Zusammenfassung: Erfolgreiche KI-Einführung beginnt nicht mit der Frage „Welches Tool?", sondern „Welcher Prozess kostet uns am meisten Zeit?". Ein fokussiertes Pilotprojekt mit messbarem Ergebnis schlägt jede Strategie-Präsentation – und schafft die Akzeptanz für alles Weitere.
Fast jedes Unternehmen beschäftigt sich inzwischen mit künstlicher Intelligenz. Die meisten auf dieselbe Art: Es gibt einen Workshop, eine Tool-Liste und danach eine seltsame Stille. In der KI-Beratung bei Luftschloss sehen wir, woran es hängt – und was stattdessen funktioniert.

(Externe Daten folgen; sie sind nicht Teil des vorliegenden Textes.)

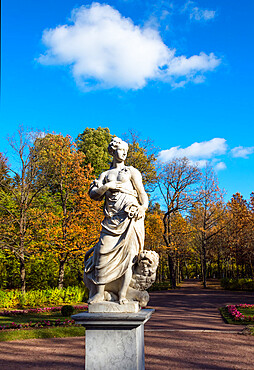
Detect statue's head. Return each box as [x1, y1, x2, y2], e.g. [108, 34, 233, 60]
[108, 137, 128, 161]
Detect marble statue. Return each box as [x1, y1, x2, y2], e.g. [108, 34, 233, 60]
[84, 137, 159, 306]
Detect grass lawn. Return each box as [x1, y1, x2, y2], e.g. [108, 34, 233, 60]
[0, 326, 85, 342]
[0, 310, 85, 341]
[0, 312, 73, 325]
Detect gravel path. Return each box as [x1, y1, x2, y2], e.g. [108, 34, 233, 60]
[0, 281, 254, 370]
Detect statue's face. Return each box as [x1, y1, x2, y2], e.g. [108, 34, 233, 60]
[114, 143, 128, 161]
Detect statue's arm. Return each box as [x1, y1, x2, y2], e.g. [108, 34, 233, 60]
[88, 172, 108, 200]
[88, 171, 120, 200]
[130, 167, 148, 218]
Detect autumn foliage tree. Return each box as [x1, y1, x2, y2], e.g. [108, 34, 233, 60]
[190, 164, 225, 288]
[0, 127, 49, 293]
[33, 134, 102, 288]
[158, 157, 200, 289]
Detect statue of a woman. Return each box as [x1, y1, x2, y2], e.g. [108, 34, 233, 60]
[85, 137, 148, 304]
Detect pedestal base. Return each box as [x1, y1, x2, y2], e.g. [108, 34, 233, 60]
[88, 301, 140, 313]
[72, 309, 154, 370]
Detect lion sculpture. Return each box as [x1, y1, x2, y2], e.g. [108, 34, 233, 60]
[84, 250, 159, 307]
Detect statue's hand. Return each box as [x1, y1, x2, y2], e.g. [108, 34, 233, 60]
[136, 206, 146, 220]
[106, 181, 121, 190]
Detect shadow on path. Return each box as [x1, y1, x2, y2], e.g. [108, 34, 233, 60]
[0, 281, 254, 370]
[146, 280, 254, 331]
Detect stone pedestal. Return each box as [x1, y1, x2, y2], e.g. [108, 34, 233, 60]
[72, 309, 154, 370]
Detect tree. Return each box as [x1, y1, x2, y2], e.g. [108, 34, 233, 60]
[158, 157, 200, 289]
[228, 193, 253, 278]
[0, 127, 48, 293]
[35, 134, 102, 289]
[76, 127, 112, 177]
[190, 164, 225, 288]
[123, 130, 157, 191]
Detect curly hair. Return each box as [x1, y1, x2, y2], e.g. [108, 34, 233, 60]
[108, 136, 128, 155]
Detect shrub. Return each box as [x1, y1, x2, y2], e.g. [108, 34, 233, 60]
[0, 287, 88, 308]
[61, 305, 74, 316]
[221, 278, 254, 291]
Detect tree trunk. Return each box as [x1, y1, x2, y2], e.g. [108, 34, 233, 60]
[202, 239, 207, 289]
[58, 260, 65, 289]
[168, 253, 176, 289]
[19, 257, 26, 294]
[217, 250, 221, 279]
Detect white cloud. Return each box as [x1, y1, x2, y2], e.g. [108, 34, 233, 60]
[190, 6, 216, 21]
[37, 3, 221, 89]
[182, 1, 216, 22]
[231, 146, 254, 158]
[159, 138, 227, 162]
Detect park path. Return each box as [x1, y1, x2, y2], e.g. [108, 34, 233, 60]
[0, 281, 254, 370]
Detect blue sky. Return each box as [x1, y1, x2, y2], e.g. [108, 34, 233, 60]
[0, 0, 254, 199]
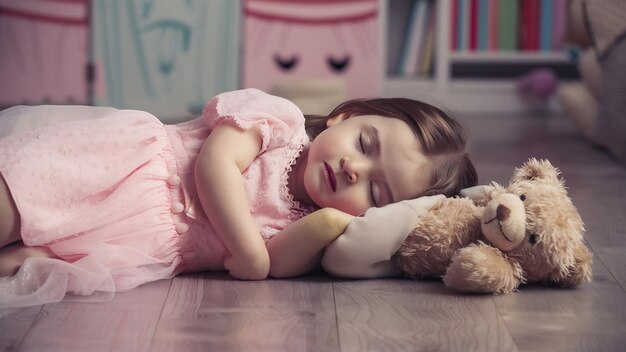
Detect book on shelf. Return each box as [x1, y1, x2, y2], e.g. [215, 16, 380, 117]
[397, 0, 436, 77]
[450, 0, 567, 52]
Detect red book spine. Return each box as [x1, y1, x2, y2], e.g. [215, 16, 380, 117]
[488, 0, 500, 50]
[520, 0, 541, 51]
[528, 0, 541, 50]
[450, 0, 459, 51]
[469, 0, 478, 51]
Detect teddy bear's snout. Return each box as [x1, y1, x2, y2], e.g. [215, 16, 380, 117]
[496, 204, 511, 221]
[482, 193, 526, 251]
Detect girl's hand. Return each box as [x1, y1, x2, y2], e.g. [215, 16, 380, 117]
[267, 208, 354, 278]
[224, 251, 270, 280]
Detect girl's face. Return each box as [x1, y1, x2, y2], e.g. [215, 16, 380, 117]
[300, 114, 432, 215]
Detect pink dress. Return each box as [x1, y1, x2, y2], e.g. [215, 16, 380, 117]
[0, 89, 313, 308]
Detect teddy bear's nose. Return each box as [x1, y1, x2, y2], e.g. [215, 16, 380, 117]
[496, 204, 511, 221]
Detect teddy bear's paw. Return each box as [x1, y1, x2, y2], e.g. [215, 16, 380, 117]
[443, 242, 523, 293]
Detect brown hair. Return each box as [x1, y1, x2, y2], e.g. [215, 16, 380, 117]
[305, 98, 478, 197]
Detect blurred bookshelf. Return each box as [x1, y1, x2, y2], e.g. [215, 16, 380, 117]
[381, 0, 578, 111]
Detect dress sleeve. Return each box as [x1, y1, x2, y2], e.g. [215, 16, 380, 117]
[202, 88, 304, 152]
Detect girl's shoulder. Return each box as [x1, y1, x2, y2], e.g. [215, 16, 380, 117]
[202, 88, 304, 128]
[202, 88, 308, 151]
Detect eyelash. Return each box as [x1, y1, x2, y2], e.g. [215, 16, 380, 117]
[359, 133, 378, 207]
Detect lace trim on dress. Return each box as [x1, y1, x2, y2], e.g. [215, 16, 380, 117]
[280, 138, 315, 221]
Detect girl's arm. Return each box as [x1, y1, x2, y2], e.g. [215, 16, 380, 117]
[267, 208, 354, 278]
[194, 123, 270, 280]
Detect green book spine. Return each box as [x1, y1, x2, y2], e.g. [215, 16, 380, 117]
[498, 0, 519, 51]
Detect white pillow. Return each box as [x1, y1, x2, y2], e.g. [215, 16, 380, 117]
[0, 105, 117, 138]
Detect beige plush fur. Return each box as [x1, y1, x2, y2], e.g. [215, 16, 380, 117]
[393, 158, 592, 293]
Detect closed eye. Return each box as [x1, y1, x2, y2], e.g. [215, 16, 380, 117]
[370, 182, 378, 208]
[359, 132, 365, 154]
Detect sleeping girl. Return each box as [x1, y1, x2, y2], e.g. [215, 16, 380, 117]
[0, 89, 477, 307]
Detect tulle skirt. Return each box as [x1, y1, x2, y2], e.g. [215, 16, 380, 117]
[0, 110, 184, 315]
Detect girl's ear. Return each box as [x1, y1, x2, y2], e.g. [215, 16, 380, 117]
[326, 112, 350, 127]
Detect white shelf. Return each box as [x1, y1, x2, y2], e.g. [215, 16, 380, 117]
[449, 51, 568, 63]
[380, 0, 569, 112]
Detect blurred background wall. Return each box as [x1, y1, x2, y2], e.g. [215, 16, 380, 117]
[0, 0, 577, 122]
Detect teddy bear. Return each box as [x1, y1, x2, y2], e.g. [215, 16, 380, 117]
[322, 158, 592, 293]
[392, 159, 592, 293]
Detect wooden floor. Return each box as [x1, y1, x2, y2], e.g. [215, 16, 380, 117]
[0, 109, 626, 352]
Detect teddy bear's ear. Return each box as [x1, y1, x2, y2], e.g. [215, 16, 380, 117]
[552, 242, 593, 287]
[459, 182, 497, 206]
[511, 158, 561, 185]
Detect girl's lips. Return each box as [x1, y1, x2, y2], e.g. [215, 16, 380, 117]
[324, 163, 337, 192]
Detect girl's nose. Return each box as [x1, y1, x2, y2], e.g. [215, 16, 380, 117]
[339, 156, 358, 183]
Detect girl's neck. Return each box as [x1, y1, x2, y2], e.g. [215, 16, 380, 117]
[287, 146, 317, 208]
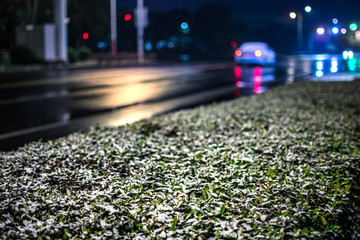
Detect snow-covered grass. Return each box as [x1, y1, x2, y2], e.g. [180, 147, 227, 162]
[0, 81, 360, 239]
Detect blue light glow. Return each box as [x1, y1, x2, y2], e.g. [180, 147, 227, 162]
[316, 61, 324, 71]
[316, 28, 325, 35]
[315, 71, 324, 77]
[331, 27, 339, 35]
[181, 22, 189, 30]
[330, 60, 339, 73]
[350, 23, 357, 31]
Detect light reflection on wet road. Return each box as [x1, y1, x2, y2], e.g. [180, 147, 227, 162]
[0, 56, 360, 149]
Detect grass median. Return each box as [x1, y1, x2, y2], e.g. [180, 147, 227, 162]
[0, 81, 360, 239]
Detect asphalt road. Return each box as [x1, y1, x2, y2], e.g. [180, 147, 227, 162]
[0, 56, 358, 150]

Der häufigste Fehler: bei den Tools anfangen
Die Frage „Sollen wir ChatGPT, Claude oder etwas anderes nutzen?" ist die falsche erste Frage. Tools ändern sich im Quartalsrhythmus. Prozesse nicht. Die richtige erste Frage lautet: Welche Tätigkeit kostet unser Team am meisten Zeit, folgt klaren Mustern und hat ein überprüfbares Ergebnis? Das ist der Kandidat für den Start – nicht das, was auf Konferenzen gerade vorgeführt wird.

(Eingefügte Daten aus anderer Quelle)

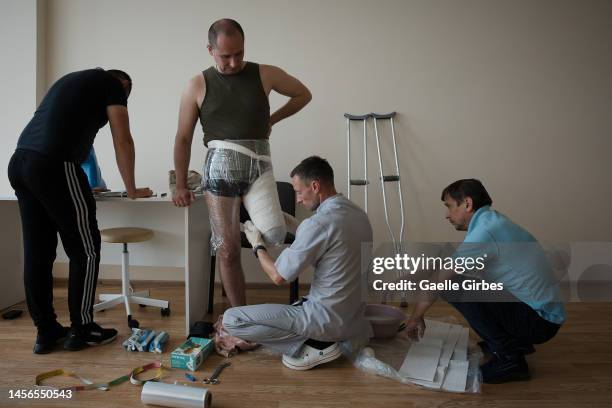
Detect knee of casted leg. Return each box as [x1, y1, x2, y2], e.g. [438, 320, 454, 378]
[262, 225, 287, 246]
[223, 307, 242, 334]
[216, 245, 240, 264]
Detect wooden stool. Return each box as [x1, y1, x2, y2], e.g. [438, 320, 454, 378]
[94, 228, 170, 328]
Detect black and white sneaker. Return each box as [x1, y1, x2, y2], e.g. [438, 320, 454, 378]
[64, 322, 117, 351]
[283, 343, 342, 370]
[34, 322, 69, 354]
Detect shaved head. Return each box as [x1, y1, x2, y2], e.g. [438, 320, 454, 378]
[208, 18, 244, 48]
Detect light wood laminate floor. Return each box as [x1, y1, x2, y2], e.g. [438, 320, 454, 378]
[0, 283, 612, 408]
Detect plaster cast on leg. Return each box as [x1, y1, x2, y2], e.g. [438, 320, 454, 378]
[243, 170, 287, 246]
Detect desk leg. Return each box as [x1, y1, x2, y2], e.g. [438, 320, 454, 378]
[185, 197, 210, 336]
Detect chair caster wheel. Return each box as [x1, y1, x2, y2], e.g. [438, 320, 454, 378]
[128, 316, 140, 329]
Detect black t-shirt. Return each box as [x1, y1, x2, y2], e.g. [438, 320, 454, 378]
[17, 68, 127, 163]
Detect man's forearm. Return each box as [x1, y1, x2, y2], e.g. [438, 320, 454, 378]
[270, 93, 312, 126]
[174, 139, 191, 188]
[410, 298, 436, 319]
[115, 140, 136, 193]
[257, 249, 286, 286]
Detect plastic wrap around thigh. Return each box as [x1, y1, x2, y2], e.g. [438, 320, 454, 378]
[243, 170, 287, 245]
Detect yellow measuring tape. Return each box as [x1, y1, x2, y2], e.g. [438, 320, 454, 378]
[35, 361, 163, 391]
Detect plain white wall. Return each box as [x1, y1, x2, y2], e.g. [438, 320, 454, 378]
[0, 0, 39, 196]
[2, 0, 612, 281]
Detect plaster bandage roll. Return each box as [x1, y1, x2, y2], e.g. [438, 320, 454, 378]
[242, 170, 287, 245]
[140, 381, 212, 408]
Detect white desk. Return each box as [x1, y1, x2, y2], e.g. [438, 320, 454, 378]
[0, 196, 210, 334]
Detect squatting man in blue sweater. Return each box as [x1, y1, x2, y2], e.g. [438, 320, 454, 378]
[406, 179, 565, 383]
[223, 156, 372, 370]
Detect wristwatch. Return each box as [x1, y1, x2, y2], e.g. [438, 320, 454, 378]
[253, 245, 268, 258]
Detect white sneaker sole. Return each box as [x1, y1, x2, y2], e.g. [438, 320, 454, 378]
[283, 347, 342, 371]
[86, 334, 117, 346]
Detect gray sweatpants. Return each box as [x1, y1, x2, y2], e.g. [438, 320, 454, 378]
[223, 304, 308, 356]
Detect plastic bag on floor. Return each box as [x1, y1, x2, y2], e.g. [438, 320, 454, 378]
[341, 319, 482, 393]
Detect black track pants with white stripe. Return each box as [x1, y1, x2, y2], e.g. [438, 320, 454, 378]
[8, 149, 100, 329]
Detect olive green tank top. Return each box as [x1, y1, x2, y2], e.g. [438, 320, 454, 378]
[200, 62, 270, 146]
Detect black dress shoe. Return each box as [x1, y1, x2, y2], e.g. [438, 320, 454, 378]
[34, 322, 70, 354]
[64, 322, 117, 351]
[480, 353, 531, 384]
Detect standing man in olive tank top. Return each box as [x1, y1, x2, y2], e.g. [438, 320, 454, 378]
[173, 19, 312, 307]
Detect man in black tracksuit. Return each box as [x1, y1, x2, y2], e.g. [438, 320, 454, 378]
[8, 68, 151, 354]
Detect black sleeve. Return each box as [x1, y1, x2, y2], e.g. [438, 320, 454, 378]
[105, 74, 127, 106]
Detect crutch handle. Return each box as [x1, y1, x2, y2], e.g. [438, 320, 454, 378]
[344, 113, 370, 120]
[370, 112, 396, 119]
[351, 179, 370, 186]
[383, 175, 399, 182]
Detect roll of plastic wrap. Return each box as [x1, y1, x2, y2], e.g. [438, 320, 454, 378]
[140, 381, 212, 408]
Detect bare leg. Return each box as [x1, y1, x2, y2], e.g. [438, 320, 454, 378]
[204, 191, 246, 307]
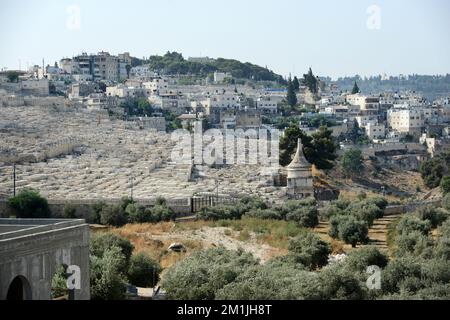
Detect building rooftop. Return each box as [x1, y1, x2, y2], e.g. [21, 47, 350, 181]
[0, 218, 86, 242]
[287, 139, 311, 170]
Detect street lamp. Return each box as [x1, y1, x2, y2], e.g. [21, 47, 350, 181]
[130, 176, 134, 200]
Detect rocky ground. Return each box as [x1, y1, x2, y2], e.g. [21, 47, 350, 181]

Klein anfangen, ernst meinen
Ein gutes KI-Pilotprojekt hat drei Eigenschaften:
- Eng umrissen: ein Prozess, ein Team, ein messbares Ziel. Nicht „KI im Vertrieb", sondern „Erstentwurf von Angebotstexten in der Hälfte der Zeit".
- Vier bis acht Wochen: lang genug für echte Ergebnisse, kurz genug, um ohne Gesichtsverlust zu lernen.
- Mit den Menschen, die die Arbeit machen: KI-Einführung scheitert selten an der Technik, oft an der Akzeptanz. Wer das Werkzeug mitgestaltet, benutzt es auch.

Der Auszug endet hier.